Obgleich durch den Währungsschnitt US-Ausfuhrgüter verbilligt und -Einfuhrprodukte verteuert wurden. schnellte der Importüberschuß der Vereinigten Staaten von zwei Milliarden Dollar im Jahr 1971 auf 6,44 Milliarden Dollar im Jahre 1972 empor. "Ohne Änderungen im Außenhandel", erklärte daher US-Finanzminister George Shultz nach der jüngsten Abwertung des Dollars sogleich, "können wir die Wechselkurse verändern, bis die Hölle einfriert, und wir werden nichts dafür bekommen." Neben der überständigen Reform des Welt-Währungssystems fordern die Amerikaner daher auch eine grundsätzliche Revision der internationalen Handelsverträge.
Auf früheren Handelskonferenzen des Allgemeinen Zoll- und Handelsabkommens Gatt -- wie beispielsweise der Kennedy-Runde -- hatten die Teilnehmerstaaten sich fast ausschließlich auf das Feilschen um niedrigere Zolltarife beschränkt. Mit immer niedrigeren Zollmauern aber erwiesen sich die nicht-tarifären Einfuhrklippen als gewichtigstes Welthandels-Hindernis. In einer neuen -- auf mindestens zwei Jahre veranschlagten -- Gatt-Runde. die im September in Tokio beginnen wird, soll daher erstmals über alle Einfuhrschranken beraten werden.
"Die drei Beine der Verhandlungen werden Zölle, nicht-tarifäre Barrieren und multilaterale Schutzvorrichtungen sein", erläuterte US-Handelsexperte William B. Kelly den Themenkatalog der Amerikaner, "und einige sagen, die drei Beine werden mit der Landwirtschaft stehen oder fallen."
Denn da neben der Luft- und Raumfahrt- sowie der Computer-Industrie die Landwirtschaft über die größte Wettbewerbskraft der US-Wirtschaft auf den Weltmärkten verfügt, sind die Amerikaner vor allem über den Agrar-Protektionismus der Europäer und Japaner erbost. So hatte Peter M. Flanigan, einer der engsten Handels-Ratgeber Nixons, in einer vertraulichen Studie über "Agrarhandel und die geplante Runde multilateraler Verhandlungen' errechnet, daß die US-Handelsbilanz durch eine völlige Freigabe des internationalen Agrarhandels innerhalb von zehn Jahren um jährlich acht Milliarden Dollar verbessert werde.

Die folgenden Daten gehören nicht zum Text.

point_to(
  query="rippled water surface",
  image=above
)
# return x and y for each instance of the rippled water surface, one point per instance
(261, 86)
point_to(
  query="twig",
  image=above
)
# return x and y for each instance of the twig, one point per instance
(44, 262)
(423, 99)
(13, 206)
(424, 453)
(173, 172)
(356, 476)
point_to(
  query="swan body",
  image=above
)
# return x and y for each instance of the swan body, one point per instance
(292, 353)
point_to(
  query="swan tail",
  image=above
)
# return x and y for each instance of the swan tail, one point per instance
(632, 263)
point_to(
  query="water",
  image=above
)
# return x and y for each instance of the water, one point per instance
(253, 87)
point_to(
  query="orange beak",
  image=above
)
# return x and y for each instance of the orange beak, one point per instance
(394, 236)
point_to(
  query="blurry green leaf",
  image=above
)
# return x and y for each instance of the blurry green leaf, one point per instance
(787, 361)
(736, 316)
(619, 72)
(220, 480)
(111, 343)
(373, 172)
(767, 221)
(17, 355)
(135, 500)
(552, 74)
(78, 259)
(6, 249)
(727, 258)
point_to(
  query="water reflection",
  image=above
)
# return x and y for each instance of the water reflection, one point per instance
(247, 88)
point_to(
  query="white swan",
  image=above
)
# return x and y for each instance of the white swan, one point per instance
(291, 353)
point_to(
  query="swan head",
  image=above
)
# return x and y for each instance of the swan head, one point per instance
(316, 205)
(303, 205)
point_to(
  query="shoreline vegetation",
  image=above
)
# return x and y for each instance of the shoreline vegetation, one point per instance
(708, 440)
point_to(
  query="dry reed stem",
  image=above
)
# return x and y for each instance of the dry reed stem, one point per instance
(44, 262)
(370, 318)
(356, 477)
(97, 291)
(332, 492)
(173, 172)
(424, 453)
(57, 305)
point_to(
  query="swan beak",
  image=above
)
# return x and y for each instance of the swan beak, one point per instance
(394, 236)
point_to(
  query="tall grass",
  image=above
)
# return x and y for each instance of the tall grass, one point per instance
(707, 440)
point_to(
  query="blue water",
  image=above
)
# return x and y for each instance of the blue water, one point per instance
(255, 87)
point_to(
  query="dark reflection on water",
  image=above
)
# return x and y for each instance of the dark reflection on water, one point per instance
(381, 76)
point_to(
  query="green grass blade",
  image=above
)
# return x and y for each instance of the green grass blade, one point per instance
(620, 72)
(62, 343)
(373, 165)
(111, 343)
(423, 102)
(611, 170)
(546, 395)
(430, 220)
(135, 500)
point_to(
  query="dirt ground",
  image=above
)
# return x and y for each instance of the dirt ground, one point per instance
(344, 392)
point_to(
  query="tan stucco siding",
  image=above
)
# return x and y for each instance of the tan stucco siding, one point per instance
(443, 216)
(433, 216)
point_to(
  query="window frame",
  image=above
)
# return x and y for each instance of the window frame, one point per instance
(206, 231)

"Wir sollten unseren Handelspartnern gleich von Anfang an klarmachen", empfahl Flanigan den US-Unterhändlern der bevorstehenden Handelsrunde, "daß wir ernsthaft bereit sind, uns aus dem Gatt zurückzuziehen und unsere Importzölle wieder auf ein weit höheres Niveau heraufzuschrauben." Was allerdings geschehen könnte, wenn die USA einen Handelskrieg vermeiden und tatsächlich eine Bresche für den freien Welthandel schlagen werden, zeigte der amerikanische Nobelpreis-Ökonom Paul A. Samuelson auf. Nach Samuelson könnte bei ungehindertem Handel und flexiblen Wechselkursen noch mehr als bisher schon für US-Kapital und ·Knowhow der Anreiz bestehen, fremde Arbeitskräfte zu beschäftigen und die traditionelle US-Industrieproduktion ins Ausland zu verlagern.
Die USA würden sich immer stärker von einer Industrie- zu einer Dienstleistungswirtschaft wandeln und "könnten beizeiten eine Bürowirtschaft sein" (Samuelson).
"Es würde normal für uns werden", so der Top-Ökonom, "eine ungünstige Bilan,. im Warenhandel zu genießen." Denn: "So wie jeder Rentier würden wir von den Einnahmen aus unseren Investitionen im Ausland leben."